De votre point de vue, plusieurs sortes d'agriculture peuvent-elles cohabiter, par exemple une agriculture reposant sur un modèle extensif et d'autres types d'agriculture préservant davantage la qualité variétale des plants et, donc, la qualité de la nourriture ?

M. Julien Denormandie, ministre. - Il est vrai qu'il existe différents types d'agriculture ; seulement, à titre personnel, je défends tout autant - c'est d'ailleurs une critique que l'on m'adresse - l'agriculture biologique que l'agriculture de conservation, celle qui capte du carbone, l'agriculture à haute valeur environnementale et l'agriculture conventionnelle, qui privilégie la diversification des productions au travers des rotations.

J'ai le sentiment, pour avoir des échanges réguliers avec un certain nombre d'experts, notamment ceux de l'Institut national de recherche pour l'agriculture, l'alimentation et l'environnement (Inrae), que la diversité génomique des principaux cépages est aujourd'hui assez faible, autrement dit qu'il existe déjà, de fait, une forme d'uniformisation.

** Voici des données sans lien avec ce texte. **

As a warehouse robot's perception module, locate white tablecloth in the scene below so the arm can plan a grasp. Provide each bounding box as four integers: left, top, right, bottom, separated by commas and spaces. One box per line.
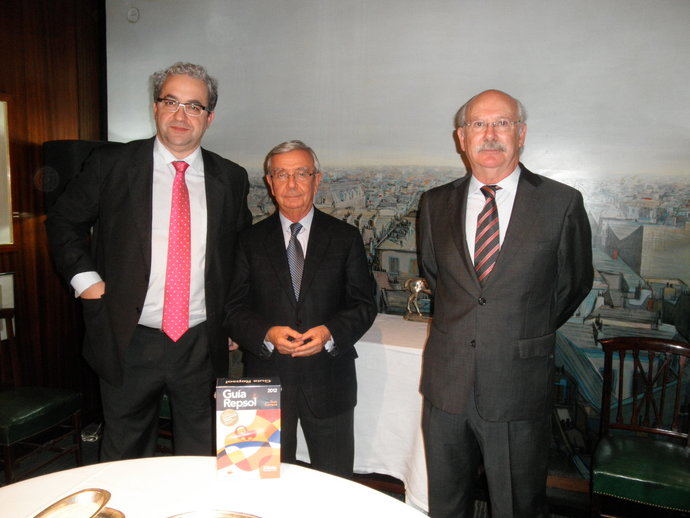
297, 315, 428, 510
0, 457, 423, 518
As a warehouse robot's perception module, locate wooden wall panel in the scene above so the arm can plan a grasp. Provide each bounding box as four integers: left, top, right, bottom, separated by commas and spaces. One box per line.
0, 0, 106, 414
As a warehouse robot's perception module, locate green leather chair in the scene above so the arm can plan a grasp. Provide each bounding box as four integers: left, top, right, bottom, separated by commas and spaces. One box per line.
0, 308, 82, 484
591, 337, 690, 516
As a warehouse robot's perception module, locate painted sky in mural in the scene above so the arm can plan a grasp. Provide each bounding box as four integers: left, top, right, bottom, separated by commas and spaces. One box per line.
249, 166, 690, 354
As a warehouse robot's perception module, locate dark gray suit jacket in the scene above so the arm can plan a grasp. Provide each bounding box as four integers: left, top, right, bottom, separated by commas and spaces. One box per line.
226, 210, 376, 417
419, 164, 593, 421
46, 139, 251, 385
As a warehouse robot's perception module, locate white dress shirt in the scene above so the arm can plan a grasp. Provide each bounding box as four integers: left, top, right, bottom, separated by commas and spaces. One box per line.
264, 207, 334, 352
465, 165, 520, 262
70, 137, 207, 329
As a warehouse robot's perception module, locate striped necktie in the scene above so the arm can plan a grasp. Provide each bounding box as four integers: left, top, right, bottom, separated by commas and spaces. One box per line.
287, 223, 304, 300
474, 185, 501, 283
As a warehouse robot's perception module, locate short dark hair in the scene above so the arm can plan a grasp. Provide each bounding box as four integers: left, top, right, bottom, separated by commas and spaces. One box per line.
151, 61, 218, 112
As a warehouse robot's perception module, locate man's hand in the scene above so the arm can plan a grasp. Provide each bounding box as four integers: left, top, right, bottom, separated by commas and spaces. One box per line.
79, 281, 105, 299
292, 326, 331, 358
266, 326, 302, 354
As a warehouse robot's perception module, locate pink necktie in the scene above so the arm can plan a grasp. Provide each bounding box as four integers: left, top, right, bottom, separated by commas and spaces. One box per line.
163, 161, 192, 342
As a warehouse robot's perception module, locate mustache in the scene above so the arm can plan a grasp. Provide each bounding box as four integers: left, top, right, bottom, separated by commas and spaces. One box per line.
477, 140, 506, 153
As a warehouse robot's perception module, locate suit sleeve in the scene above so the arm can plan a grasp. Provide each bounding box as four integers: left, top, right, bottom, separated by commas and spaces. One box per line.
324, 231, 377, 356
556, 192, 594, 327
237, 169, 252, 232
46, 150, 101, 282
224, 236, 272, 357
417, 193, 438, 292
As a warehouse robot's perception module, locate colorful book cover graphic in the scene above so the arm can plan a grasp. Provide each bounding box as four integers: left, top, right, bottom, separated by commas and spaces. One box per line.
216, 379, 280, 478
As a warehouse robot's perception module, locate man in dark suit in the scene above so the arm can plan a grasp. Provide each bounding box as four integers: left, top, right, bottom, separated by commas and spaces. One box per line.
46, 63, 251, 461
419, 90, 593, 518
226, 141, 376, 477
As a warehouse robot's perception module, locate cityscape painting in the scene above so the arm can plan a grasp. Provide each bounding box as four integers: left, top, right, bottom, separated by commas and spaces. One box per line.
249, 166, 690, 476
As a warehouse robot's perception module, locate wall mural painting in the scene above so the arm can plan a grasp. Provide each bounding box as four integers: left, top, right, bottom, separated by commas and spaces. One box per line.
249, 166, 690, 472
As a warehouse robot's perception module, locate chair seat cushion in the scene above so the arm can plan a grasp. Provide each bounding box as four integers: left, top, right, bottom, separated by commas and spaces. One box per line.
592, 436, 690, 511
0, 387, 81, 445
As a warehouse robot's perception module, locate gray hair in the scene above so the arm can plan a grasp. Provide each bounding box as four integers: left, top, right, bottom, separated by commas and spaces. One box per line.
151, 61, 218, 112
453, 90, 527, 129
264, 140, 321, 174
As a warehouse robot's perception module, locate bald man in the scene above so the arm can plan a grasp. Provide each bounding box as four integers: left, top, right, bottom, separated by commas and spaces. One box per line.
419, 90, 593, 518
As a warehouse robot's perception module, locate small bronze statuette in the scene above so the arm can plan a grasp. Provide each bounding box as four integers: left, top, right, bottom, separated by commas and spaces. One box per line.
405, 277, 431, 322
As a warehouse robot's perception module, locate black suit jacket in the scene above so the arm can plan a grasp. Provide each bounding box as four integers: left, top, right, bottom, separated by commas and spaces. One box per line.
226, 210, 376, 417
419, 164, 593, 421
46, 139, 251, 385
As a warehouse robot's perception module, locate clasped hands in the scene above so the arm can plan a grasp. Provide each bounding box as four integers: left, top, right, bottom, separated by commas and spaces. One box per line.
266, 325, 331, 358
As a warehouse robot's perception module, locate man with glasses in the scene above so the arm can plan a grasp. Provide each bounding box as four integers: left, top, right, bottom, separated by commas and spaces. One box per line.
226, 140, 376, 477
47, 63, 251, 461
419, 90, 593, 518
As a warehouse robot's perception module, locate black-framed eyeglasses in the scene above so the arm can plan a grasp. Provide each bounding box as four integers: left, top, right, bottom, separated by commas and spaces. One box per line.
463, 119, 522, 132
156, 97, 210, 117
271, 167, 316, 182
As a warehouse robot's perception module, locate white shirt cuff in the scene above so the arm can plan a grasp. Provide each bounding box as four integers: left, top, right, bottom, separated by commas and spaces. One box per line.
264, 338, 335, 353
323, 338, 335, 353
69, 272, 103, 298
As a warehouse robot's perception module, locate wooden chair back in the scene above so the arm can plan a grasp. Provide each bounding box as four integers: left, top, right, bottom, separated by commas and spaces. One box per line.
599, 337, 690, 446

C'est d'ailleurs l'immense force de l'Inrae d'entretenir la diversité génomique par la sélection variétale en ne cessant jamais de faire des croisements, en vue notamment de lutter contre telle ou telle maladie.

M. Jean-François Longeot, président. - Nous vous remercions pour cet éclairage, monsieur le ministre, et pour la qualité de ces échanges.